How to Talk To Your Kids About Scary News
All news feels scary lately, but sometimes, it warrants a talk with your child. Knowing how to talk about scary news with your kids can be hard, but here are some tips and steps to follow. Subscribe to Scary Mommy on YouTube here.
First, limit exposure. We all know our kids can watch the same movie over and over again. How else would I know all the words to every song in Moana? Watching the news over and over again, however, can be traumatizing for our kids. So, make sure to take a break from the news when your kids are around.
It’s important to be honest, but with facts only. Stick to the facts, mom! Our kids get their news from the playground. And we all know that Jack at recess isn’t always sharing the most accurate details of what’s going on in the world. So make sure to be the one who hands down the facts. Include what steps are being taken to keep them safe and then give them a hug. Hugs go a long way.
I know it’s hard, but don’t sugarcoat it and don’t exaggerate. Again, stick to the facts, clear up misconceptions and don’t share unnecessary details. Once you start oversharing, you’ll see a glaze in their eyes or they’ll start asking questions that might be off base. Keep it simple.
When it comes to our older kids, they may have more questions about how to get involved or what is being done. First, remind them how you keep them safe. Give them examples of what you do at home for them, such as emergency plans and to-go bags. Also, talk about what the school does to keep them safe. Those emergency drills are there for a reason.

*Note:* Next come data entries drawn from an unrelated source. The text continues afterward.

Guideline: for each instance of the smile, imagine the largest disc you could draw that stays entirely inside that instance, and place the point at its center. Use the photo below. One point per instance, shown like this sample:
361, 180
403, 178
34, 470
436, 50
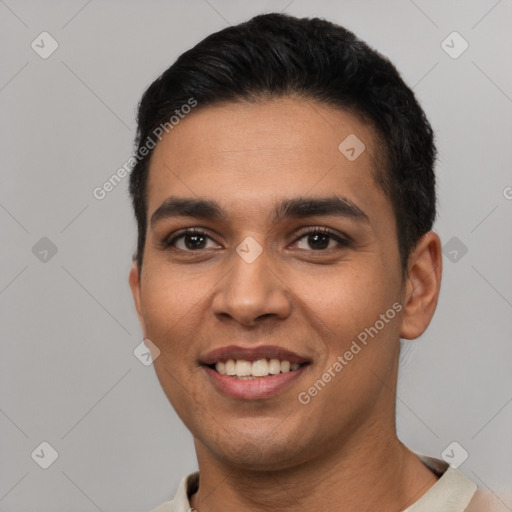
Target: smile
253, 373
244, 369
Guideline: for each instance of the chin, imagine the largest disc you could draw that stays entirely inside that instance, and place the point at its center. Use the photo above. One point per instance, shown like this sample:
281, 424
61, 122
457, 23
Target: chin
256, 448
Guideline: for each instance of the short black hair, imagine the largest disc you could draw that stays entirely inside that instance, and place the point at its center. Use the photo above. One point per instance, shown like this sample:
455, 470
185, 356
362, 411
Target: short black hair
277, 55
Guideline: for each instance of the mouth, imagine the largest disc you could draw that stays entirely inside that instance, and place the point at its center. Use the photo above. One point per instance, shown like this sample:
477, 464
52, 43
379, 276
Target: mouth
261, 368
254, 373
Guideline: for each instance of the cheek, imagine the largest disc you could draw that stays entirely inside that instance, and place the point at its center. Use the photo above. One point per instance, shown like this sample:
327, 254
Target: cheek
170, 308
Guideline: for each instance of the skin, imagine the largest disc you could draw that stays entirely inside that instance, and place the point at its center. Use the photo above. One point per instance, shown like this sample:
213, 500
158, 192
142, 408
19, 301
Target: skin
276, 453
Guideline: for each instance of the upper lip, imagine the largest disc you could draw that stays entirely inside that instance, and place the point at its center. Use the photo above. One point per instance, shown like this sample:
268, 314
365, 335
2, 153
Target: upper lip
251, 354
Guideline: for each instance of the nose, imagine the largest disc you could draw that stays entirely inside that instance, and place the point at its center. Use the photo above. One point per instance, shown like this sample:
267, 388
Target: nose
252, 291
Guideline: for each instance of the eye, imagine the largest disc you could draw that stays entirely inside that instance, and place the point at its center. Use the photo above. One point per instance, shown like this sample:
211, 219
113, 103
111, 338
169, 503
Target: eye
189, 240
319, 239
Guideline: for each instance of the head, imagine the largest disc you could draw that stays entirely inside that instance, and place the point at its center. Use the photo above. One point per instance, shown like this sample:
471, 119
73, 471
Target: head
282, 125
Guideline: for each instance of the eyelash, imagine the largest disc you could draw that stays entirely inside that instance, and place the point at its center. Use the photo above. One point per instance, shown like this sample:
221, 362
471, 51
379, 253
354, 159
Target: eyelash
168, 242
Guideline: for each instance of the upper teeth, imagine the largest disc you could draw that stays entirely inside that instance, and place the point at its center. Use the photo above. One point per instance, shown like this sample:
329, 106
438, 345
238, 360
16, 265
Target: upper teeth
259, 368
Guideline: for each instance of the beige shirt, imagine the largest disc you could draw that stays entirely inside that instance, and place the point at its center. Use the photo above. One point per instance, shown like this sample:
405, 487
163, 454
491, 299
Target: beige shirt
453, 492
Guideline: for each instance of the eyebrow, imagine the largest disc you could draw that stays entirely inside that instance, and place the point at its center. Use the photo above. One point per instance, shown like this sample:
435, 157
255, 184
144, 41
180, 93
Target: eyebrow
298, 208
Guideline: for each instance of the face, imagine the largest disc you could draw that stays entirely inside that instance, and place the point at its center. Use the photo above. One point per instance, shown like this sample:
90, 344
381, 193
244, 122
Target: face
294, 257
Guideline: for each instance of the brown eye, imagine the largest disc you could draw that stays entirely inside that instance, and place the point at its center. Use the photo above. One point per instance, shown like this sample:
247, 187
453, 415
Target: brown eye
189, 240
320, 238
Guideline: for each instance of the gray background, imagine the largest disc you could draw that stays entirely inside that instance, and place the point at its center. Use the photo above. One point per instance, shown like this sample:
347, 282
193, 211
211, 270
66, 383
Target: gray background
68, 373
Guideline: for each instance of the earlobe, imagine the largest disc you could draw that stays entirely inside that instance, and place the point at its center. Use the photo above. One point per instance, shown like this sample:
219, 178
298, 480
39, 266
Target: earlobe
423, 283
135, 286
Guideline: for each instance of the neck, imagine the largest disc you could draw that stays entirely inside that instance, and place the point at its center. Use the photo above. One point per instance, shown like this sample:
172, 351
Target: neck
371, 471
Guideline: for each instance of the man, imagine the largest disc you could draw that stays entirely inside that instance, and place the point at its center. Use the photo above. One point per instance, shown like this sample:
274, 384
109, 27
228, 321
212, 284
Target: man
285, 193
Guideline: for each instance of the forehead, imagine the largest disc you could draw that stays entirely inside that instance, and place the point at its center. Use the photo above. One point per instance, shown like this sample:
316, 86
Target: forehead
245, 155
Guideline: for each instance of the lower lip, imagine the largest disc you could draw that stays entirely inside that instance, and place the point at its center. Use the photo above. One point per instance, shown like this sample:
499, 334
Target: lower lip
253, 389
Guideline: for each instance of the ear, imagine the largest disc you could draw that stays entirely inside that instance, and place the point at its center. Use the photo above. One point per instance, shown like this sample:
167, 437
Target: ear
134, 280
422, 286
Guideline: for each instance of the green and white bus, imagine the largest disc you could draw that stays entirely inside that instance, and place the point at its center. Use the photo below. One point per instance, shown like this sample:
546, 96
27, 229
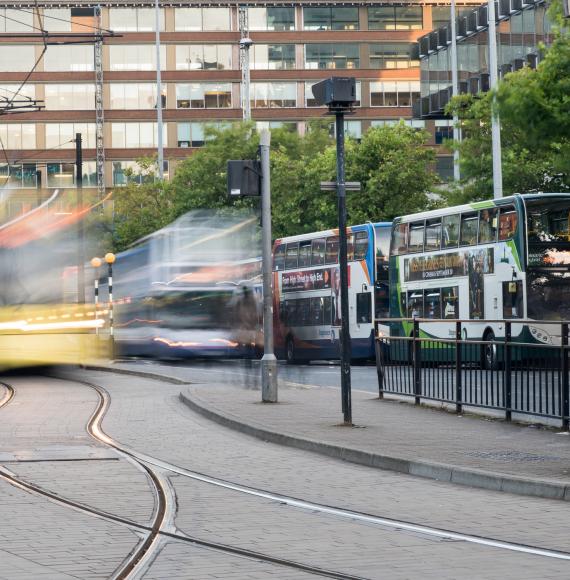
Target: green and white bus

Stay positive. Show them the good that’s happening. Where there is a crisis, there are volunteers doing good things. Not only is it good to reflect on real life superheroes, but this is a moment to reflect on what you and your child can do to help. Helping out, whether through donations or through hands-on work, gives us a feeling of control over an unpredictable situation and that can ease the stress.

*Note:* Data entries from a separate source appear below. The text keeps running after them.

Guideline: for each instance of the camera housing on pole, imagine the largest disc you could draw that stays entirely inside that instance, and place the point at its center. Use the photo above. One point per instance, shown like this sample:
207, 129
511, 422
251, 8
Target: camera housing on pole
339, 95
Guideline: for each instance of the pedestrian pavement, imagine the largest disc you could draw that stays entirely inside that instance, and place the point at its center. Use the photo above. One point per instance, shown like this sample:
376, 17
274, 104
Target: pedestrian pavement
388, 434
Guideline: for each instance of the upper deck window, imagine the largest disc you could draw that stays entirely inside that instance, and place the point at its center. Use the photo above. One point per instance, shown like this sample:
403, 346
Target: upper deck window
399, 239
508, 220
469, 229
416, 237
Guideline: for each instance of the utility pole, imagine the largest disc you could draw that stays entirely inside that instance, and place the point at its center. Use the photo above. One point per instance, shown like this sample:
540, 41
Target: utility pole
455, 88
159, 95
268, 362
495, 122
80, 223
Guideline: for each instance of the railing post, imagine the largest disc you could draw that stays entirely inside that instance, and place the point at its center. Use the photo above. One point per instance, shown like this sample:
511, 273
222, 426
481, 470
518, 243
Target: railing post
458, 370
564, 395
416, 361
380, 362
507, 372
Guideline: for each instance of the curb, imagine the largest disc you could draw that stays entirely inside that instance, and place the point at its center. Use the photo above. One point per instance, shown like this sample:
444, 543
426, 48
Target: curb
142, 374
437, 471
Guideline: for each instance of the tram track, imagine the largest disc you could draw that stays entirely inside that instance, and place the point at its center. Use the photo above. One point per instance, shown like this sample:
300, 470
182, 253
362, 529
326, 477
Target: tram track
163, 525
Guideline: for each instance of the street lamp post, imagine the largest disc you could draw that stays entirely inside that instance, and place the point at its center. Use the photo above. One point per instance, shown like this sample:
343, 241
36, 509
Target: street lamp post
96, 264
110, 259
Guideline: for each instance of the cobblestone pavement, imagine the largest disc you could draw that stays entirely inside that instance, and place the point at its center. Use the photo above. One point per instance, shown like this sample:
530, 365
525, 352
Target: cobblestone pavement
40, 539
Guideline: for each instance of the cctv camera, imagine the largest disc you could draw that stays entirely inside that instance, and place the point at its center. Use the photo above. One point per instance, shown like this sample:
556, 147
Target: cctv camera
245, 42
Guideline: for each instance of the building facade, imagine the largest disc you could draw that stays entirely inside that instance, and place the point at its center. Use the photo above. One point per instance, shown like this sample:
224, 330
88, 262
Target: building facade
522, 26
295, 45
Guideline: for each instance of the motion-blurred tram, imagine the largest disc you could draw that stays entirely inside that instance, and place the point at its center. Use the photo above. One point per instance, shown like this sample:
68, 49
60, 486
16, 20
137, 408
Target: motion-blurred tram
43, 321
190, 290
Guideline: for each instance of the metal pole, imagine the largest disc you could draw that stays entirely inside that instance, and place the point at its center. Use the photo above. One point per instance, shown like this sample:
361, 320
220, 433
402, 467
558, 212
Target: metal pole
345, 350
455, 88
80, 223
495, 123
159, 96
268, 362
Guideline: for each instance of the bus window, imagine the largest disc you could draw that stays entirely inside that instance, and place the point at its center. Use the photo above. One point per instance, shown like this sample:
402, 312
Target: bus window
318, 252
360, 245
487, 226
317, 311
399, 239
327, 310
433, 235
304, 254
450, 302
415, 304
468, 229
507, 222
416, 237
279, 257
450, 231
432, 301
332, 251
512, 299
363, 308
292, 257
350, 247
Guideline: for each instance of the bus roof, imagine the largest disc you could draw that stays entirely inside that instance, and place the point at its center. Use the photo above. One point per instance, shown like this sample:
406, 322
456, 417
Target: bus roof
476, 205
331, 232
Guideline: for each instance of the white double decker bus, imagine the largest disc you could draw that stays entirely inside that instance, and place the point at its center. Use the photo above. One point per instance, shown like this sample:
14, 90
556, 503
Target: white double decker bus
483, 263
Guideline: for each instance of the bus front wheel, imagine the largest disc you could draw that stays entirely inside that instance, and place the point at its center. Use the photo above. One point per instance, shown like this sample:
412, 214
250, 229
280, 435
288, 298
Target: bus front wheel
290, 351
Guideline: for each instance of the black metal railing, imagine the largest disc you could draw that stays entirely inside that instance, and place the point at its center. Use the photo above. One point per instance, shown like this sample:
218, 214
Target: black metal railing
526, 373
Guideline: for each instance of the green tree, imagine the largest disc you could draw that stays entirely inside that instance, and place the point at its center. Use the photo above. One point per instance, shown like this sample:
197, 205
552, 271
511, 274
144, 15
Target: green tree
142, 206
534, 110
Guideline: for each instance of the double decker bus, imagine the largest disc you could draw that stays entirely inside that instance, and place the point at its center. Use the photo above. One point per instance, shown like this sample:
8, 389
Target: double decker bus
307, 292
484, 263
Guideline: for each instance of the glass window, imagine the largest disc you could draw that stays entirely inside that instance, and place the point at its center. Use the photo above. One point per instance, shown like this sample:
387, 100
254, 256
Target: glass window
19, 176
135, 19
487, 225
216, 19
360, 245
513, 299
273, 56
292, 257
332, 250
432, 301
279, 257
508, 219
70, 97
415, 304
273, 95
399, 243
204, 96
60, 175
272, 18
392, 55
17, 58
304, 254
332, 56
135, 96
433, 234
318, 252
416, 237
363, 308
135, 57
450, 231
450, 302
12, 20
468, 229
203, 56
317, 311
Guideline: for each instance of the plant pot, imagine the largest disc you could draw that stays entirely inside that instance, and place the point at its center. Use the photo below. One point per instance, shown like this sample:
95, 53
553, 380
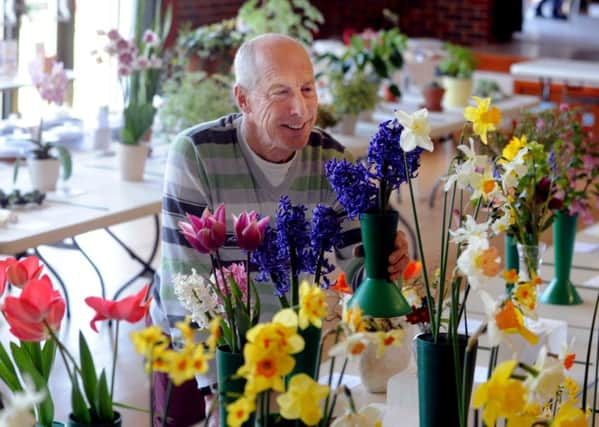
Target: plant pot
347, 124
229, 390
375, 372
432, 97
457, 92
118, 422
132, 161
43, 173
306, 361
437, 390
561, 291
376, 295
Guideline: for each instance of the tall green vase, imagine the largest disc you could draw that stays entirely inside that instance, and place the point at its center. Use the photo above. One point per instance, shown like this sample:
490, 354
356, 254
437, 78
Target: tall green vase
511, 258
376, 295
306, 361
229, 389
561, 291
437, 392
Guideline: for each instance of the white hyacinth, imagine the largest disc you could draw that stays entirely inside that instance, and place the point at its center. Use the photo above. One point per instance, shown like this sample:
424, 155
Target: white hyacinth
197, 297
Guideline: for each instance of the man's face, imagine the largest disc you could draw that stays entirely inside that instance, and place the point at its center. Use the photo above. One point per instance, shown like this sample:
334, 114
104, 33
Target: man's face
282, 106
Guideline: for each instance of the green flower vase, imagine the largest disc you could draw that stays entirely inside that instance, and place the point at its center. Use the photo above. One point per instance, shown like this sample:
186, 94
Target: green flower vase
117, 422
306, 361
376, 295
437, 392
229, 389
561, 291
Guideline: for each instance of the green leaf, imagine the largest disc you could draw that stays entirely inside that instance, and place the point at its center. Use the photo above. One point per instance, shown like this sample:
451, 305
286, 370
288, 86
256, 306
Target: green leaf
65, 161
104, 404
79, 408
48, 356
88, 373
8, 372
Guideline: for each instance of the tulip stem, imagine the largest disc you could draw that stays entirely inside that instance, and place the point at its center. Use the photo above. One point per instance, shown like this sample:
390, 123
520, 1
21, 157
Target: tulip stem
114, 356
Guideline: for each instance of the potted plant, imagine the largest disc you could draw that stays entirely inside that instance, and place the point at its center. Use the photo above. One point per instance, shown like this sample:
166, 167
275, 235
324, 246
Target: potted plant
457, 68
296, 18
210, 48
46, 158
139, 66
351, 95
191, 98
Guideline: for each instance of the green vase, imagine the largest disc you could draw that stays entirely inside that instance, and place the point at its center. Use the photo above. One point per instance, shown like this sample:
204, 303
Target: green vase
561, 291
229, 389
306, 361
118, 422
376, 295
437, 392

Point out what is safe in their lives. Sticking to routines and keeping up with bedtime stories is predictable and feels safe and gives your mind a much needed break.
Finally, take care of yourself. You’re processing tragedy too. If you’re face down on the bed, that’s not good for anyone. There are people out there you can talk to and who can give you help. Reach out to them if you don’t feel like you can cope.
This is dedicated to the mothers and young people out there fighting hard for the day when no mother has to explain scary news to a child ever again.